Cancerous cells are being found more and more frequently in men and women each year. There are two known causes to this phenomenon: the tumor suppressor genes and proto-oncogenes. They are mutations that occur in the main cells of the body that ultimately lead to the formation of cancer. A single gene mutation is all that is necessary to drive the cancer cells to grow and divide uncontrollably. As this occurs the body cells go into apoptosis; if the patient does not take the necessary steps for immediate treatment he/she will most likely die since cancer cells rapidly begin to encompass the whole body.
Proto-oncogenes are a group of genes that regulate the function of normal cells in the body, but when mutated cause oncogenes to form; cancerous cells. Proto-oncogenes, when not mutated encode the proteins that are necessary for the function of cell division. They also aid the cells from differentiating and going into cell death. All these steps are necessary for proper human development, but can cause a problem when used in overload. As proto-oncogenes multiply in an excessive amount they form into cancerous cells (oncogenes) which cause rapid cell division, cell differentiation and cell death.
The rapid growth of proto-oncogenes is not the only mechanism that causes oncogenes to become activated, they are also many others. Mutations are one of the many other factors that cause these cancerous cells to form. These may include insertions, deletions, or point mutations in the gene sequences of the proto-oncogenes. This begins to increase transcription and chromosomal copies in the body. Chromosomal translocation of the proto-oncogenes causes the genes to be relocated to a different chromosomal site, this results in higher expression.

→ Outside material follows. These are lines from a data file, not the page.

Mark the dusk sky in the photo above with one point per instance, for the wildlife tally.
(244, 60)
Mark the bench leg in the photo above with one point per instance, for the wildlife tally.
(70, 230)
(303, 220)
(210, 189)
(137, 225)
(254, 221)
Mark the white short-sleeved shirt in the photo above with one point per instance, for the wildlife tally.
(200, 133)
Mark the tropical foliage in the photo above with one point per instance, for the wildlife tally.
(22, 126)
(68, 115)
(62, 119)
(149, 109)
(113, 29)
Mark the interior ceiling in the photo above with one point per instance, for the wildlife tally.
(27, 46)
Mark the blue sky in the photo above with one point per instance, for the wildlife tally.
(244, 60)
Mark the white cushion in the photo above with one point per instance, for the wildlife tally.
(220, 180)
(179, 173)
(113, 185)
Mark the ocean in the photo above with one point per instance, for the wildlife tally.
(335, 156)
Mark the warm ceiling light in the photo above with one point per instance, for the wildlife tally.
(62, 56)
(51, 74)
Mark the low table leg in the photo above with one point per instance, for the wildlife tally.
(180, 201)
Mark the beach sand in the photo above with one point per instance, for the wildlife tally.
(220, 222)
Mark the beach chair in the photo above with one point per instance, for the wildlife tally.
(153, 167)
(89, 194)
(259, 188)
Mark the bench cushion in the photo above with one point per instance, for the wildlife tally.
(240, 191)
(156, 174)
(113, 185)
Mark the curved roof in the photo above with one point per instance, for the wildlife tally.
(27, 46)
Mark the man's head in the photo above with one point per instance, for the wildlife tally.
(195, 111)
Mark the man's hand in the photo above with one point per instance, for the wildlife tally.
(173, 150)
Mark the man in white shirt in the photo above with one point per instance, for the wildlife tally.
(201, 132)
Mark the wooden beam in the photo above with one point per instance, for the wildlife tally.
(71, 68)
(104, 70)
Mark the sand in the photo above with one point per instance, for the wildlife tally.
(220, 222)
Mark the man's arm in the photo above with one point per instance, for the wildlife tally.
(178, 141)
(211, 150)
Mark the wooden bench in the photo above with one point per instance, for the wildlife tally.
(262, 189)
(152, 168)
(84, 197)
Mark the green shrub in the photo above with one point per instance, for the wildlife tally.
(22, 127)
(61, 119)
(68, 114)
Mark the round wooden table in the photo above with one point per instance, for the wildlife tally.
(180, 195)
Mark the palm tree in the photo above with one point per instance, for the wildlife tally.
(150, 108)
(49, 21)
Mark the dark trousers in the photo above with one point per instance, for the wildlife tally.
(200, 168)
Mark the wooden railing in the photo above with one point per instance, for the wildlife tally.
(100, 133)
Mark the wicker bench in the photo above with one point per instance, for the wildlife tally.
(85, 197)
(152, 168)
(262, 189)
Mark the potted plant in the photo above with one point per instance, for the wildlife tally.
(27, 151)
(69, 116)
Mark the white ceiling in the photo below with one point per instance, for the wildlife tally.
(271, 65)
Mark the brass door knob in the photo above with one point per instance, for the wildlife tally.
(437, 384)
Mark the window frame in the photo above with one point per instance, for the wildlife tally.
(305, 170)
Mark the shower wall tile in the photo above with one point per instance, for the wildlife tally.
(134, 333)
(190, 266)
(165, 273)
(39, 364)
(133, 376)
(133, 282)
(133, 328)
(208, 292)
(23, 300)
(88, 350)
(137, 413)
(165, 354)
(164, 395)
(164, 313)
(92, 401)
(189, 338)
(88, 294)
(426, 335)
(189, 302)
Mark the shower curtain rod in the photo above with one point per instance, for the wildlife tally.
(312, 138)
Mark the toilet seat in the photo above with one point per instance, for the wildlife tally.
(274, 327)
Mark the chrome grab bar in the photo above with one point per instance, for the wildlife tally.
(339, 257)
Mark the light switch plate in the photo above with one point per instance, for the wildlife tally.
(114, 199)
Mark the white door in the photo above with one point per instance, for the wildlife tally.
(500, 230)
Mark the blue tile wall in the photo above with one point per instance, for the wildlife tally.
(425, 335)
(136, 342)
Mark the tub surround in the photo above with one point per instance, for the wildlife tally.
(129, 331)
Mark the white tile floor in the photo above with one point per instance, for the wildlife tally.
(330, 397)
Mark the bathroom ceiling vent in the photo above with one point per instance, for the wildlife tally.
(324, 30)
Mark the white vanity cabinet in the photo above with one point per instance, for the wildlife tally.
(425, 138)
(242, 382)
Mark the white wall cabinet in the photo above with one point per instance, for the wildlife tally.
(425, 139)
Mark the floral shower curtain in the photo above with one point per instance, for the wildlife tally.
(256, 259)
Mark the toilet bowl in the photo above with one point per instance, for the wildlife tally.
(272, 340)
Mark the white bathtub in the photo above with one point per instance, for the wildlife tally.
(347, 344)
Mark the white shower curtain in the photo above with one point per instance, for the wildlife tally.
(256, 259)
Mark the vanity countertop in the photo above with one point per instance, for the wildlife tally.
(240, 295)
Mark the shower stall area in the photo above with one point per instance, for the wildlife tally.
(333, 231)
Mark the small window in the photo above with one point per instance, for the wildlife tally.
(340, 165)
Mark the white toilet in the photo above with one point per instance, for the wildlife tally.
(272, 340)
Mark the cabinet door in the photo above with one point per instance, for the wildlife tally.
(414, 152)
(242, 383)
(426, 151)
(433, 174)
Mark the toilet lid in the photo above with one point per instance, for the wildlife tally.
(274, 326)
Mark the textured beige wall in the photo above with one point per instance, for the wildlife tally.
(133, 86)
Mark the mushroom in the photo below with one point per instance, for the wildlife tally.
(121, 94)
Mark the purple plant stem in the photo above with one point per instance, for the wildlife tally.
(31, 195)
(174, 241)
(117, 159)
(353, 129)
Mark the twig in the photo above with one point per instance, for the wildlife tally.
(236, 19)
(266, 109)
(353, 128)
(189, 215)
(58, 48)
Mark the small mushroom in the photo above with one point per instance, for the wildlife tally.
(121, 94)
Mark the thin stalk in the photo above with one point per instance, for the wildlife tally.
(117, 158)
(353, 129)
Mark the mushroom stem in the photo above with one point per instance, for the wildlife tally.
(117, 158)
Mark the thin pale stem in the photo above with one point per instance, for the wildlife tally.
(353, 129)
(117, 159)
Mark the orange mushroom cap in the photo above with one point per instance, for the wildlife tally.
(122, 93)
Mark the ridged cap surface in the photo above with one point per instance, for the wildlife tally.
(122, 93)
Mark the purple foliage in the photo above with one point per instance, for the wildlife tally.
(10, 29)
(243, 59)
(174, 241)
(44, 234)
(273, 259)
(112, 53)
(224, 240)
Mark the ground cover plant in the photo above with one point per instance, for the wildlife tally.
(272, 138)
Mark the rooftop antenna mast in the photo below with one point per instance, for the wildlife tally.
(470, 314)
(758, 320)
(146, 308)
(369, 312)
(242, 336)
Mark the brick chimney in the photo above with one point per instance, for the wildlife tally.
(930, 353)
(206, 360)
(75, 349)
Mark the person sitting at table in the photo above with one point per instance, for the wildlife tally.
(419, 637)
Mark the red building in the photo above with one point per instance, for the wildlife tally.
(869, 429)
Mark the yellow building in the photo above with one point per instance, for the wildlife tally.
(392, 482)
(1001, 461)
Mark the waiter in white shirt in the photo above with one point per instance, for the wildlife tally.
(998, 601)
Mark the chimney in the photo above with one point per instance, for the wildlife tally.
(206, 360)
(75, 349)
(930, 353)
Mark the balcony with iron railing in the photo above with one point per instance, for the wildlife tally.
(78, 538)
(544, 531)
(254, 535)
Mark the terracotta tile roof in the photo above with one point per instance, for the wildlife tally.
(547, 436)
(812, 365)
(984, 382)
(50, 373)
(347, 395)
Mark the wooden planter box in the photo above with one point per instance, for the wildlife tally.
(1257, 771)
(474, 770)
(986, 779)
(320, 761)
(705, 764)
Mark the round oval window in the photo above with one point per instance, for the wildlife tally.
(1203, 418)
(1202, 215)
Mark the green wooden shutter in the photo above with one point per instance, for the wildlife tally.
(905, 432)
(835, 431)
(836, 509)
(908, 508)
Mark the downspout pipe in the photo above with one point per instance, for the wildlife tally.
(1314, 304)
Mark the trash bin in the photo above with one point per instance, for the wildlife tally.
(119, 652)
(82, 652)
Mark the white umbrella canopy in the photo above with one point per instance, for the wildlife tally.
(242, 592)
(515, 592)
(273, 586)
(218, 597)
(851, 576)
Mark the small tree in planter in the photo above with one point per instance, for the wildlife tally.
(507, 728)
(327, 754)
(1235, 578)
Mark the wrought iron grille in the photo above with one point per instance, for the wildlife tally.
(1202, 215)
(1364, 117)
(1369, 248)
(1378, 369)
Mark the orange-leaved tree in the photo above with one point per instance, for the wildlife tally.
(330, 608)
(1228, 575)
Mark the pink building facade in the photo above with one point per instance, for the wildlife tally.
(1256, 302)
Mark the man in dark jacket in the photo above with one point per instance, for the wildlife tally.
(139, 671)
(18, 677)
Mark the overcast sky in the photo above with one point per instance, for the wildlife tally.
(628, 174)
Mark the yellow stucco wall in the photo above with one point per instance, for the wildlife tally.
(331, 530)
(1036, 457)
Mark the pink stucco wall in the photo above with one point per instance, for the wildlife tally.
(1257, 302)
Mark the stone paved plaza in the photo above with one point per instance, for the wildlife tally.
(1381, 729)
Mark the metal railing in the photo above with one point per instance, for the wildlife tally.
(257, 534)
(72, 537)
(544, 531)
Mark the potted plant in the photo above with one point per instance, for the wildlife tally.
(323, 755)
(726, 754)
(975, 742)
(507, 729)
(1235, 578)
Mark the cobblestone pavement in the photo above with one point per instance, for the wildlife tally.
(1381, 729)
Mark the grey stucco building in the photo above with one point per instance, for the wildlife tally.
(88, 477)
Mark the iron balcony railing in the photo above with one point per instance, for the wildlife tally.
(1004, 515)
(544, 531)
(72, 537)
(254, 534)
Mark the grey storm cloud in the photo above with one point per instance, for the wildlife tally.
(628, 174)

In many other cases chromosomal translocation can form a protein product with oncogenic activity, the only way that this can happen is when a second gene binds with the proto-oncogene and moves with it to a different chromosomal site. 2 Mutations are the main reason that cancer cells form in the body. Just one single gene mutation is all that is necessary for this to occur, but it involves several processes. The cell first undergoes several mutations; this increases proto-oncogene function and decreases the production of tumor suppressor genes.
Transformation of normal cells into cancerous cells is now occurring at this point. The chromosomes are now starting to be abnormally produced; this alters the gene sequences on the given chromosomes. As the cells grow rapidly and divide uncontrollably they do not respond well to increased chromosome production which leads to even more abnormal changes in chromosome number as the cells continue to divide.
The cells are now at an instable state; this is all due to the oncogenic genes which are the main reason scientists say cancer occurs. Oncogenic genes that fuse with other mutations are the main cause for the growth, division, and survival of the cancerous cells in the body. As the cancer cells begin to take over the body they form large masses of tissue called tumors.
These are very dangerous to a person’s health and need to be treated immediately as they cause the main systems of the body to be altered and release hormones that change the appearance and function of the body. There are two main types of tumors that can form: benign and malignant. Benign, is the more tolerable tumor that stays in one place and does grow at an uncontrollable rate.
This is in contrast to a malignant tumor which is very severe and dangerous. A malignant tumor can either move through the blood vessels and destroy the healthy tissue or the cell can begin to produce new blood vessels on which it feeds on. The result of uncontrollable tumor growth is called metastasis and it is very hard to treat. The spread of these cancer cells that later on form into tumors is most likely due to the adhesion of the oncogenes as they travel throughout the body.
They adhere to certain regions forming cancerous cells then continue to move on repeating the same process over and over, this 3 results in the formation of a massive tumor tissue. Since oncogenes, unlike normal cells do not go through programmed cell death they just continue to grow and divide destroying the body little by little. One form of cancer that results from these tumors is called breast cancer. Men and women can both obtain this type of cancer but it is more commonly found in women. This begins in the breast cells, which are made up of many microscopic cells but as they begin to grow uncontrollably at a fast rate they form into cancerous cells.
This can either occur in the milk duct region of the breasts; the inner lining or the lobules which is the less common form. Invasive breast cancer is more severe as it can travel throughout other parts of the body and spread into the organs and blood stream. The non-invasive type stays in the breast cell regions where it originated but can eventually break out and form into the invasive type. There is no set cure for cancer but treatment is the necessary step a patient should take to try and resolve this issue.
There are several options which include radiation, chemotherapy, and in regards to breast cancer a mastectomy which is when the cancerous part of the breast tissue is surgically removed. Scientists have been researching for years on ways to cure this terrible disease which strikes men and women every year but no set cure has been discovered. This means that cancer patient’s proto-oncogenes that mutate will continue to form into oncogenes. For this reason cancerous cells will continue to grow, divide, and survive in patients unless the oncogene gene can be suppressed in some way. One mechanism could be to somehow reverse the mutated result of a proto-oncogene but no set research has been found for this to occur.